A proposta surgiu pouco antes de o G20 abrir a porta a discutir o assunto no Quadro Inclusivo da Organização para a Cooperação e Desenvolvimento Económico (OCDE)/G20 sobre a erosão da base tributável e a transferência de lucros (BEPS), o mesmo fórum onde foi pensado — e depois consensualizado — o IRC mínimo de 15% sobre os lucros das grandes empresas multinacionais.
O grupo que junta os líderes das maiores economias industrializadas no mundo, onde também está representada a União Europeia, concorda que é preciso garantir que os “indivíduos com um património líquido ultra-elevado” são “efectivamente tributados” e mostra-se pronto para discutir um modelo de tributação com esse fim, desde que fique salvaguardada a “soberania tributária” de cada país a nível mundial.
A UE fará parte das discussões não só institucionalmente por pertencer ao G20, mas também pela via da normal cooperação que está a existir entre a Comissão Europeia e o Quadro Inclusivo da OCDE/G20, através do estudo de soluções comuns que garantam uma tributação justa entre indivíduos.
Na sua proposta, o Livre lembra que há países que “estão na linha da frente, na medida em que têm” nos seus ordenamentos jurídicos um imposto como o que o partido preconiza. “É o caso, por exemplo, da Noruega, da Suíça e da vizinha Espanha”, lembra, dizendo que um tributo deste tipo é “uma oportunidade para garantir mais justiça social e fiscal para todos.”

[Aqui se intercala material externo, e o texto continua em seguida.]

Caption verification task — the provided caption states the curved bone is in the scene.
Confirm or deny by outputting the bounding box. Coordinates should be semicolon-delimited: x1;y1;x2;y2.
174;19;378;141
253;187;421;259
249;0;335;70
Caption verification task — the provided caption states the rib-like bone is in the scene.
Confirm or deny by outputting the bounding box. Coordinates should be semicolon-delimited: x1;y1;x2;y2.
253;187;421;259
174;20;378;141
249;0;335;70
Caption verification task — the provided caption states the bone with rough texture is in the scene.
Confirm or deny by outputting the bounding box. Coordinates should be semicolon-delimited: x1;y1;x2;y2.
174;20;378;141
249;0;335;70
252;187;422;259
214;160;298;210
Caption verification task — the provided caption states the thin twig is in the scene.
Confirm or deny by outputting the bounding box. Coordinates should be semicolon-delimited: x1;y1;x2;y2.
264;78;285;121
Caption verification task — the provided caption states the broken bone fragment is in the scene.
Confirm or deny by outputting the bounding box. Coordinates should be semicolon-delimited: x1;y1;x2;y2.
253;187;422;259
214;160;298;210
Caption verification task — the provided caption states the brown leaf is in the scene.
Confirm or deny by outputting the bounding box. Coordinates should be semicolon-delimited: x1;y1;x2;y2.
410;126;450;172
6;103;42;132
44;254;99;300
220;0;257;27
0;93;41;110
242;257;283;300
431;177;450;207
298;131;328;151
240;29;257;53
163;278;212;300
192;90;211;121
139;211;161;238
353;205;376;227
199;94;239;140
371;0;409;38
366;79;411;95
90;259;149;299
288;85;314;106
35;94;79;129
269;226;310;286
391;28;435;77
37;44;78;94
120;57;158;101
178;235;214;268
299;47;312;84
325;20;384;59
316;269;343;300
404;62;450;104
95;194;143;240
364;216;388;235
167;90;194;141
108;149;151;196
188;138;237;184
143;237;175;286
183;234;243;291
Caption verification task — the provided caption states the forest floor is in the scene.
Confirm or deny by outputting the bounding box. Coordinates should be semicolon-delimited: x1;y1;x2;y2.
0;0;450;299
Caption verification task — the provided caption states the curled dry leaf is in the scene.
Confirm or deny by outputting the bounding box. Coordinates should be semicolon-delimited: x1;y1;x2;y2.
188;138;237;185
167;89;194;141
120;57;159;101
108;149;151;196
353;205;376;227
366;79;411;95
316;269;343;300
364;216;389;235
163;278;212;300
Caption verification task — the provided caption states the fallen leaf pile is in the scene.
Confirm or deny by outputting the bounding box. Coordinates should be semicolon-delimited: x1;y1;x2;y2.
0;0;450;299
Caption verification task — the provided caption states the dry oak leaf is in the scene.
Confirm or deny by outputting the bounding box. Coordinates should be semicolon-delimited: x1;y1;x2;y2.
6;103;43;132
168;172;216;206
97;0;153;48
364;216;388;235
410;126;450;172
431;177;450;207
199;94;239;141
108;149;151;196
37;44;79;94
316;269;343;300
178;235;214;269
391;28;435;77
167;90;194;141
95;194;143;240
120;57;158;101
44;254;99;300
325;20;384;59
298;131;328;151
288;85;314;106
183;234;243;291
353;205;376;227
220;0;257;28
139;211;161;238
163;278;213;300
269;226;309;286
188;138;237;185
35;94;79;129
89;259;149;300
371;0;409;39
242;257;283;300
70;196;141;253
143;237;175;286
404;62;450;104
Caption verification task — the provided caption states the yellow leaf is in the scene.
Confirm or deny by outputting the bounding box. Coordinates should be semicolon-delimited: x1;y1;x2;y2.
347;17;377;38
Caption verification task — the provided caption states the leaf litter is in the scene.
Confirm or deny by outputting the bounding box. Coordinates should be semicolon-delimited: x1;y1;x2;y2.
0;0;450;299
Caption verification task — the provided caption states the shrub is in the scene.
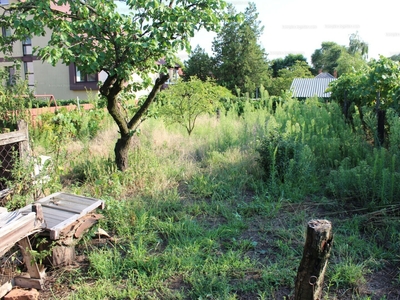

Meses antes da reunião de líderes do G20, o Brasil, por assumir a presidência rotativa do grupo, publicou um estudo encomendado ao economista Gabriel Zucman, director do Observatório Fiscal da União Europeia, que defendia ser “tecnicamente possível aplicar um imposto mínimo coordenado sobre as pessoas singulares com um património líquido muito elevado”, semelhante ao mecanismo do IRC mínimo global das multinacionais.
O objectivo seria obrigar os cidadãos com maior capacidade contributiva (com um património acima de um determinado montante) a pagar “anualmente um montante mínimo de imposto equivalente a 2% do seu património”. Como exemplo, Zucman sugeria abranger os cidadãos com um património acima dos mil milhões de dólares, considerando a soma de rendimentos, activos, imóveis, acções, participações em empresas e outros activos financeiros.
O Livre alerta que “a assimetria entre muito ricos e muito pobres é abissal”. Citando dados da organização não-governamental Oxfam International, nota que “desde 2020 as cinco maiores fortunas do mundo dobraram, sendo que quase 5000 milhões de pessoas caíram em situação de pobreza, o que equivale a um aumento de 60% da pobreza global.” E lembra que na COP29 que decorreu este mês no Azerbaijão, o secretário-geral das Nações Unidas, António Guterres, referiu “impressivamente” que os multimilionários mais ricos no mundo emitem mais carbono numa hora e meia do que uma pessoa média numa vida inteira.
A definição de um patamar mínimo iria abranger os cidadãos mais ricos a nível global: para se ter uma ideia, a pessoa mais rica no mundo, o norte-americano Elon Musk (da Tesla e SpaceX), tem um património líquido de 313,9 mil milhões de dólares.